Hi, I’m an Attending and I am READY to Complain About Billing.

I barely knew anything about billing before becoming an attending – the only tidbits I knew were: 1) there are levels 2) gotta have a certain number of systems in your ROS with at least 2 specifics per system 3) the reason I document “fundoscopic exam: unsuccessful” in a 7 month old instead of deleting the line like a sensible person who understands 7 month olds has something to do with min-maxing billing, and 4) ED charts say “MDM” a lot.

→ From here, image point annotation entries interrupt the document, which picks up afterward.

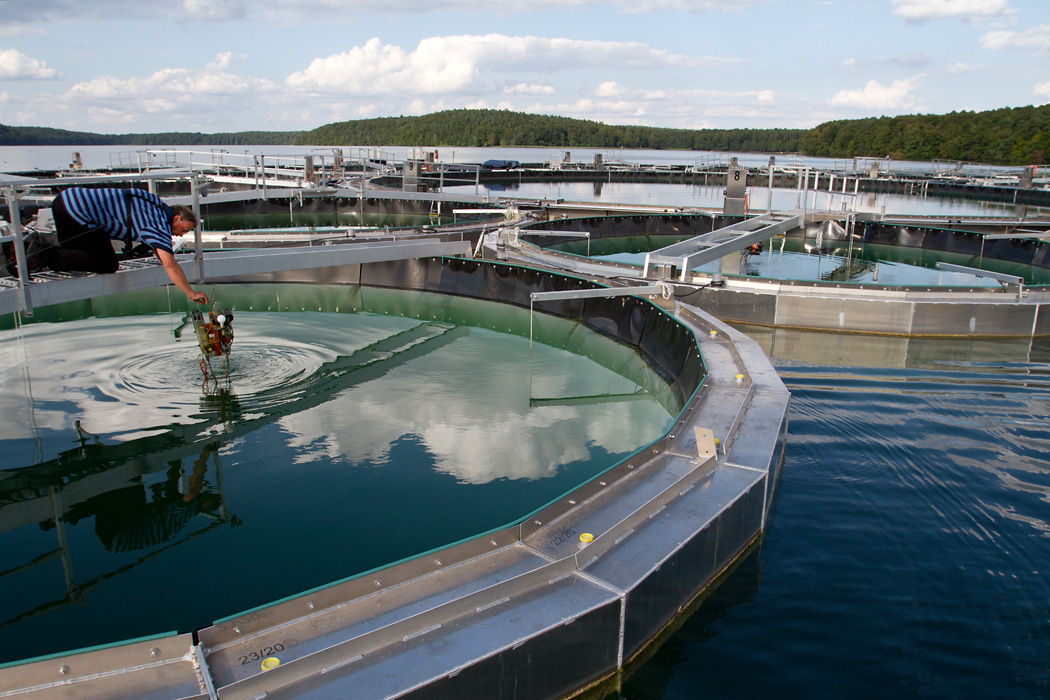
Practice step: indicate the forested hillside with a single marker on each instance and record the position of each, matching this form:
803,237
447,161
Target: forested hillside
1006,136
38,135
492,127
1017,135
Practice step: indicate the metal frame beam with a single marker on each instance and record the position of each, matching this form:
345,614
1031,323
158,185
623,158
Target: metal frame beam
720,242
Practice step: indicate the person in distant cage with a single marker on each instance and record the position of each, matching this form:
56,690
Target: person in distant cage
86,219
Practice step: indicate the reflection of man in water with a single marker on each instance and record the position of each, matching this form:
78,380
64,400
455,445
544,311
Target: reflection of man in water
126,520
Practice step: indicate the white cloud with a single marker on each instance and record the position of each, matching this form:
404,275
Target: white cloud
1043,89
225,60
15,65
167,85
922,11
643,6
1036,39
454,64
877,96
215,9
526,88
609,89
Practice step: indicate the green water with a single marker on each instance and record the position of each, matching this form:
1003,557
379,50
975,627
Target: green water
358,427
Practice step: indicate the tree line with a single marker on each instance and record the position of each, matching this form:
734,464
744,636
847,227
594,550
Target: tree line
1019,135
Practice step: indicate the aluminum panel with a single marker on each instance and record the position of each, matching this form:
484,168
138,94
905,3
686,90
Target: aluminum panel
566,616
152,669
731,304
1043,320
970,319
836,314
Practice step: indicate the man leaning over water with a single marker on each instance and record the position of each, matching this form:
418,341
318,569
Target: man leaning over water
86,219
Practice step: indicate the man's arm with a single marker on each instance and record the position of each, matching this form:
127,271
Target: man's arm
179,277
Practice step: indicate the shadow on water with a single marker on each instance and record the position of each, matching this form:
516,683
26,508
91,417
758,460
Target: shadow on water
135,501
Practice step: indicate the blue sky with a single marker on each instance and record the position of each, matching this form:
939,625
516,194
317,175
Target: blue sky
232,65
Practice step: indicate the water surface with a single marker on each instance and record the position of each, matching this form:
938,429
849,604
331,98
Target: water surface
356,428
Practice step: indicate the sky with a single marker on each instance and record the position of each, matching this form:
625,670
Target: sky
139,66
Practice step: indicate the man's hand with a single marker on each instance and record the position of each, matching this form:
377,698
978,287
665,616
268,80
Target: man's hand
179,277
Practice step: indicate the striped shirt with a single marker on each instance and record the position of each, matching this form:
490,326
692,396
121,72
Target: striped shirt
106,208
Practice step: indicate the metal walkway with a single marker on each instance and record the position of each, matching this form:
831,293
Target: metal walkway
708,247
59,288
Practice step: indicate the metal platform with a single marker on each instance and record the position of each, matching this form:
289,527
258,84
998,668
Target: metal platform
57,288
529,611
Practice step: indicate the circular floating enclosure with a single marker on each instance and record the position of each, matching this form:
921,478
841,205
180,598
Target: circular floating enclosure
358,426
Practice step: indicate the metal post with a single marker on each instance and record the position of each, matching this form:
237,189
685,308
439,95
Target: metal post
197,242
769,208
20,261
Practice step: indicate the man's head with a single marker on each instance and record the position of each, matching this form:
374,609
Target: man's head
184,221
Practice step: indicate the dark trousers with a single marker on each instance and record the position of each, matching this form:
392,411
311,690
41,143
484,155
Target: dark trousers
81,248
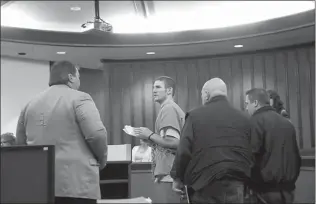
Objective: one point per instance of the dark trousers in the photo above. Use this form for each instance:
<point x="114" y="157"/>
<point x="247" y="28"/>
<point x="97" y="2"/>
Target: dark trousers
<point x="221" y="191"/>
<point x="68" y="200"/>
<point x="277" y="197"/>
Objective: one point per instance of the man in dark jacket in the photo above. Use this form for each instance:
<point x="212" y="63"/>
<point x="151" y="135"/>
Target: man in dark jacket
<point x="275" y="148"/>
<point x="214" y="157"/>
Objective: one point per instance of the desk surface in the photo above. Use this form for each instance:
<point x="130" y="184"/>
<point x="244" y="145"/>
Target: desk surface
<point x="130" y="200"/>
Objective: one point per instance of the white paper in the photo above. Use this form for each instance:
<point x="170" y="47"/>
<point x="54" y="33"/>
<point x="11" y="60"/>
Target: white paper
<point x="129" y="130"/>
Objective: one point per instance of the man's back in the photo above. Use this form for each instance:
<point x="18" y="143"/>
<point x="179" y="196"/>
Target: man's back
<point x="69" y="120"/>
<point x="277" y="155"/>
<point x="221" y="144"/>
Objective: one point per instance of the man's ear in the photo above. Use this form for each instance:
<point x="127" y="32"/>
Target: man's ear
<point x="169" y="90"/>
<point x="256" y="103"/>
<point x="70" y="77"/>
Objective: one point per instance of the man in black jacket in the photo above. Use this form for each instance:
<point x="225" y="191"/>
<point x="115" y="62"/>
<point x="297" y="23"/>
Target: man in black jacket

These are the charts our coders gave me during my 10 minute billing orientation:

billing

So that’s good – theoretically I should be able to just consult the horoscopes augheries billing charts and see what level I can bill for based on what I had time to document in my note, right?

Except “Medical Decision Making” seems to supersede everything and is apparently totally derived from how many tests I order and how many prescriptions I give, rather than how much thought I put into NOT ordering extra tests and unnecessary drugs.

It’s outrageous, really: you could meet every criteria for a Level 5 visit on those charts, but if the auditor thinks that your Medical Decision Making was ‘uncomplicated’ (meaning either your conclusion was that the pt was at minimal / low risk of imminent death, and / or you didn’t order more than 1-2 tests or prescriptions) then they will downgrade your whole beautiful 5 page note to a Level 2 visit and ding you for overbilling.

this is a nightmare

OR you could just document as you see fit, not worry about consulting any billing charts or double checking your note, and just type the magical words “Greater than 50% of this 60 minute visit was comprised of face-to-face counseling and coordination of care” in there at the end and call it a day.

i have done the research

The worst part is that our outpatient EMR seems hell-bent on helping me bill to the highest level via complicated charting (radio buttons for everything! 7 extra clicks to get to the ‘free text’ option!) and it is JUST NOT WORTH IT, SIR.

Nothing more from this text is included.